プロの写真家の作品づくりを支えるモノクロプリント技術を、キヤノンはどのように生み出したのでしょうか。

"不可能"といわれたモノクロの写真表現

モノクロは黒一色しか使わないのだから、カラー写真よりも簡単にプリントできるのではないか、そう思う人も少なくないでしょう。
しかし、インクジェットプリンターのプリントが、フィルムカメラ時代の銀塩写真に引けをとらなくなり、銀塩写真に置きかわり始めた2000年代初頭ごろ、キヤノンの開発者はプロの写真家から忘れることのできない言葉を投げかけられたといいます。それは、「銀塩写真のモノクロ表現は、インクジェットプリンターでは不可能だな」という言葉。
暗部の黒味が不足しているので深みのない色合いの写真に見える。明るい黒から暗い黒までの色の濃淡(グラデーション)が作品のイメージにあわせて表現できていない。確かにプロの写真家が“不可能”という理由はいくつもありました。

モノクロ写真に必要な色は、実は黒だけではありません。
銀塩写真時代の印画紙によるモノクロ表現の色合いには、ニュートラルな「純黒調」といわれる黒もあれば、赤みのあるあたたかい「温黒調」、青みがかった「冷黒調」などがあり、グラデーションにも、調子がぼんやりしている「軟調」からコントラストがはっきりしている「硬調」まであるという、底の知れない奥深い世界がありました。さまざまな色合いや濃淡をどのようにプリントできるかは、写真を作品と呼ばれるレベルにするために非常に重要な要素だったのです。ぬくもりを感じさせたい、リアリティを伝えたい……プロの写真家は黒のわずかな違いに自分の想いを込めることで、見る人の心を動かす、より豊かな写真表現を作り上げていたのです。

左から冷黒調、純黒調、温黒調

あらゆる黒を実現するインクを開発

キヤノンの開発者たちには、プロの写真家から"不可能"といわれたショックや口惜しさがいつまでも胸に突き刺さったままでした。
デジタルカメラとインクジェットプリンターの技術の進化によって、印画紙を使った銀塩写真の需要は急速に下降。このままではモノクロ写真という芸術は終焉を迎えてしまうかもしれません。キヤノンは、写真文化を発展させる責務があるという強い想いのもと、デジタル時代のモノクロ作品をインクジェットプリンターで実現するプリント品質の追求を始めました。

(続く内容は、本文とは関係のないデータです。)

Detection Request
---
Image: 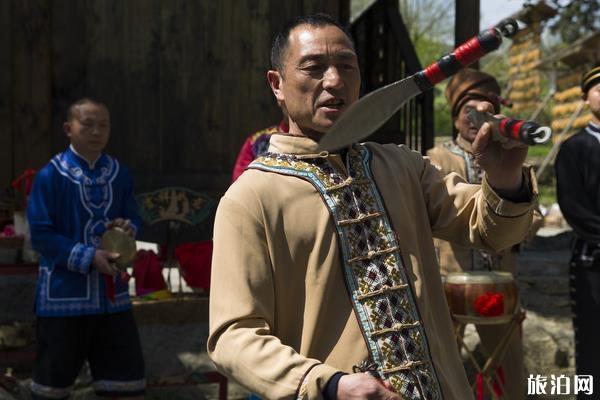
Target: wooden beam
[0,1,14,189]
[12,0,52,174]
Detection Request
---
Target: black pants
[31,311,146,400]
[569,248,600,398]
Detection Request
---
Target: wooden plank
[12,0,52,174]
[51,0,89,154]
[86,0,161,178]
[0,1,14,188]
[454,0,479,69]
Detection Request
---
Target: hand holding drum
[101,226,136,272]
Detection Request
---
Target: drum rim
[445,271,515,285]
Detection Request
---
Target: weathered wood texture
[351,0,433,153]
[0,0,349,195]
[0,1,14,187]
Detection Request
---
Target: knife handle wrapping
[415,20,517,91]
[498,118,552,145]
[467,106,552,146]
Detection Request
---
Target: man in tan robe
[208,15,535,400]
[427,68,542,400]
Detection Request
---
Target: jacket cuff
[67,243,96,274]
[296,364,340,400]
[481,167,538,217]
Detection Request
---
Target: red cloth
[473,292,504,317]
[175,240,212,291]
[133,250,167,296]
[476,367,506,400]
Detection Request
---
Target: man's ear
[267,69,285,102]
[63,122,71,137]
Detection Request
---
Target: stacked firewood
[508,23,542,117]
[552,70,590,133]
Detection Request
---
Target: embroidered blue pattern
[28,149,139,316]
[67,243,96,274]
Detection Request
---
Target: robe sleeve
[27,168,96,274]
[207,197,339,399]
[421,153,537,252]
[122,168,142,236]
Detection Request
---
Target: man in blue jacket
[27,98,145,399]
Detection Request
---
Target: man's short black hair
[271,13,354,72]
[67,97,108,122]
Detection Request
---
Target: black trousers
[569,247,600,398]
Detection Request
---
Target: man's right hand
[92,249,120,276]
[337,372,401,400]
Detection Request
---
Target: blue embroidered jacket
[27,147,140,316]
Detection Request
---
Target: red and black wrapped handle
[498,118,552,145]
[467,106,552,146]
[415,18,518,91]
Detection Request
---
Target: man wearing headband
[554,64,600,386]
[427,68,542,400]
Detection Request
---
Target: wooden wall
[0,0,349,195]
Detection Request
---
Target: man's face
[63,103,110,155]
[585,83,600,122]
[268,25,360,136]
[454,99,494,143]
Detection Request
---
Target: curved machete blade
[319,75,421,151]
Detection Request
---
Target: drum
[101,227,137,272]
[444,271,518,324]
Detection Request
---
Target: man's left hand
[473,103,528,193]
[106,218,135,237]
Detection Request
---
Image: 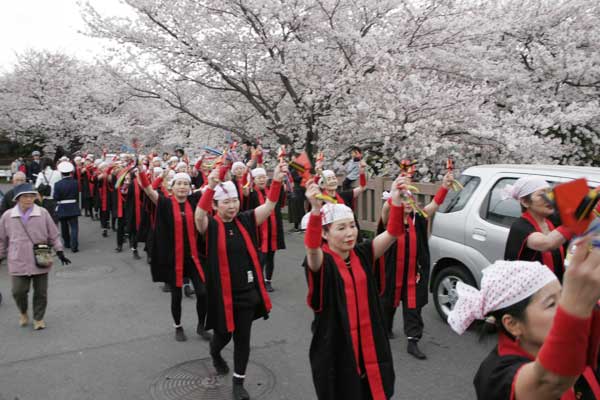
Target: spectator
[35,158,62,199]
[0,171,27,216]
[0,183,71,330]
[54,161,81,253]
[342,146,362,190]
[27,150,42,182]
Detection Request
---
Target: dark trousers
[100,210,110,229]
[210,305,254,375]
[260,251,275,281]
[117,217,125,247]
[171,260,207,326]
[381,299,425,341]
[12,274,48,321]
[60,216,79,250]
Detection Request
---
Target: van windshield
[438,175,481,213]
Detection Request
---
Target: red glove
[304,213,323,249]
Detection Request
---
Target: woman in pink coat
[0,183,71,330]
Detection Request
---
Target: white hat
[57,161,74,174]
[213,181,237,201]
[503,175,550,200]
[448,260,557,335]
[252,168,267,178]
[231,161,246,171]
[319,169,336,186]
[169,172,192,186]
[300,203,354,229]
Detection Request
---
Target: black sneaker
[175,326,187,342]
[406,340,427,360]
[183,285,196,297]
[196,323,212,342]
[210,353,229,375]
[265,281,275,293]
[233,382,250,400]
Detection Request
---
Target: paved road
[0,185,493,400]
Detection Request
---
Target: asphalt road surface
[0,185,494,400]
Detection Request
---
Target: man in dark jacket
[27,150,42,184]
[0,171,27,216]
[54,161,81,253]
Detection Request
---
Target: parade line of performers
[38,148,600,400]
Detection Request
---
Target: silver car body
[429,164,600,318]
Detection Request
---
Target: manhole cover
[150,358,275,400]
[56,265,115,278]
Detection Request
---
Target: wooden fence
[355,177,441,232]
[286,177,441,232]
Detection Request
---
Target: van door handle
[473,228,487,242]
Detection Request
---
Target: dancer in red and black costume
[196,163,287,400]
[137,172,212,342]
[248,168,285,292]
[376,172,454,360]
[504,176,573,282]
[448,238,600,400]
[302,179,404,400]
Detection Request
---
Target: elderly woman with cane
[0,183,71,330]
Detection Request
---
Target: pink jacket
[0,204,63,275]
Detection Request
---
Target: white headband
[252,168,267,178]
[231,161,246,171]
[213,181,237,201]
[503,176,550,200]
[169,172,192,186]
[448,260,557,335]
[300,203,354,229]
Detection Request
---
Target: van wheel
[433,265,475,321]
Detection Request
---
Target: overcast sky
[0,0,126,72]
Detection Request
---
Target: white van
[429,164,600,320]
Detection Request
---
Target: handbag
[19,217,54,268]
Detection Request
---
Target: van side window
[438,175,481,213]
[481,178,521,228]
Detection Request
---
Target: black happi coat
[124,174,144,242]
[375,213,431,308]
[248,187,286,253]
[204,210,270,332]
[504,217,564,282]
[473,334,600,400]
[150,188,204,287]
[304,240,395,400]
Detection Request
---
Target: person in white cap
[137,172,212,342]
[377,172,454,360]
[248,168,285,292]
[81,154,96,221]
[302,178,404,400]
[231,161,250,211]
[448,238,600,400]
[54,161,81,253]
[195,162,287,400]
[504,176,573,281]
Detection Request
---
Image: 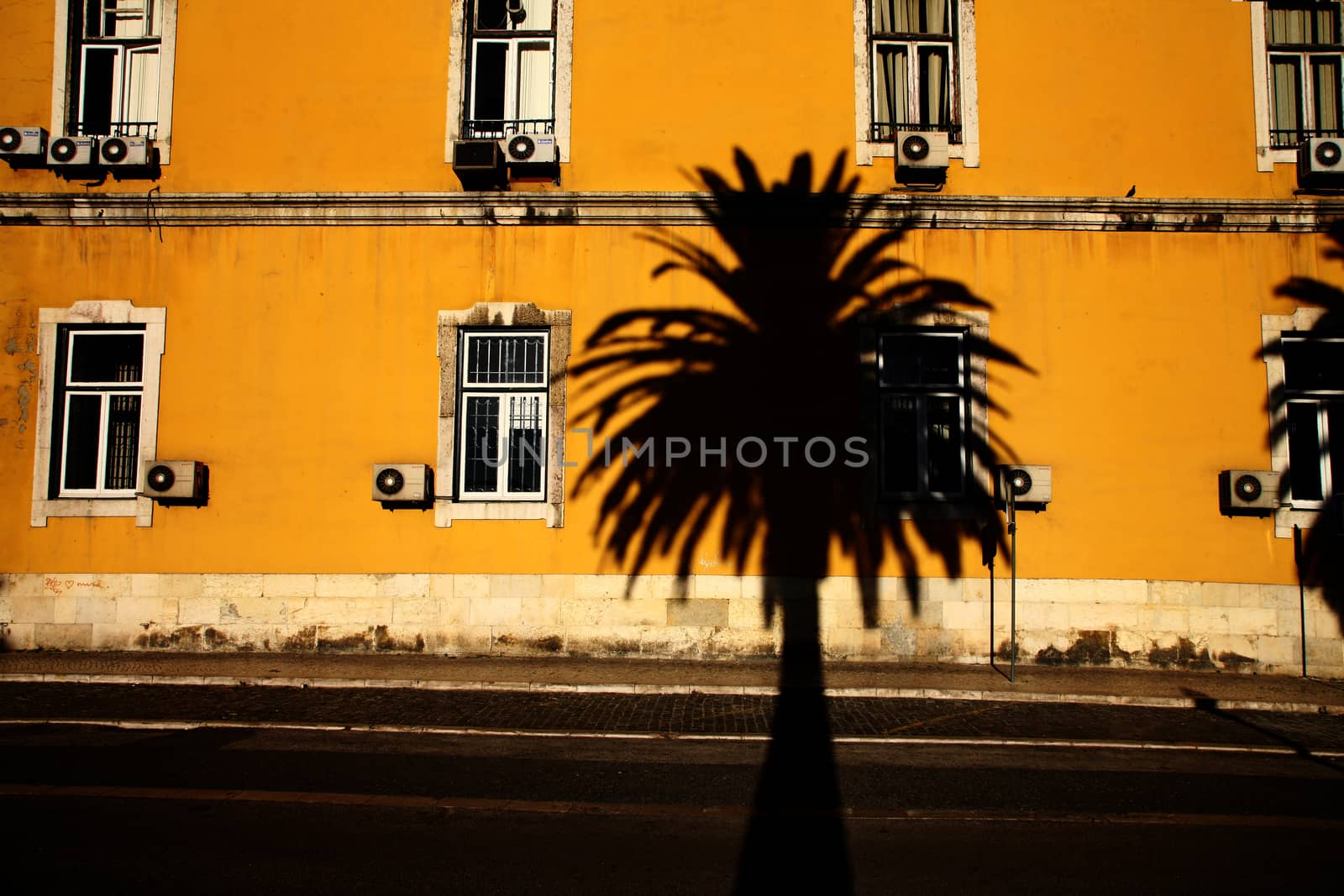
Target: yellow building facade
[0,0,1344,674]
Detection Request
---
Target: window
[32,302,166,525]
[1282,332,1344,508]
[878,329,972,500]
[855,0,979,166]
[1265,3,1344,148]
[459,331,549,501]
[434,302,570,527]
[51,0,177,163]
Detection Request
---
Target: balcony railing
[872,121,961,144]
[76,121,159,139]
[1268,128,1344,149]
[462,118,555,139]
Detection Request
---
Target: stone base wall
[0,572,1344,677]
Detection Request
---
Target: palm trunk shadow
[734,579,853,893]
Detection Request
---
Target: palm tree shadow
[571,149,1026,892]
[1257,223,1344,619]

まず、行ったのは当時流通していたモノクロ印画紙約30種類の持つ表現力や特性を徹底的に研究しました。開発は、インクとプリンター用ソフトウエアの両面から進めていきました。
改良、評価の試行錯誤を繰り返すなかで、安定したグラデーションを作るための「グレーインク」、光沢紙で印画紙に匹敵する深みのある黒を表現できるインク「フォトブラック」、マット紙にその質感を生かした黒を表現できるインク「マットブラック」を新たに開発。
これら3つのインクの誕生で、モノクロプリントはさまざまなメディアに意図したグラデーションと黒の色合いを表現できるようになったのです。

展示場所によって見え方が変わる難題を克服

次に課題となったのが、「展示されたときのプリント品質」でした。
それまでのインクジェットプリンターによるプリントは鑑賞される場所、角度によって色や明るさが変わって見えることがありました。銀塩写真にできていることが、インクジェットのプリントではできていなかったのです。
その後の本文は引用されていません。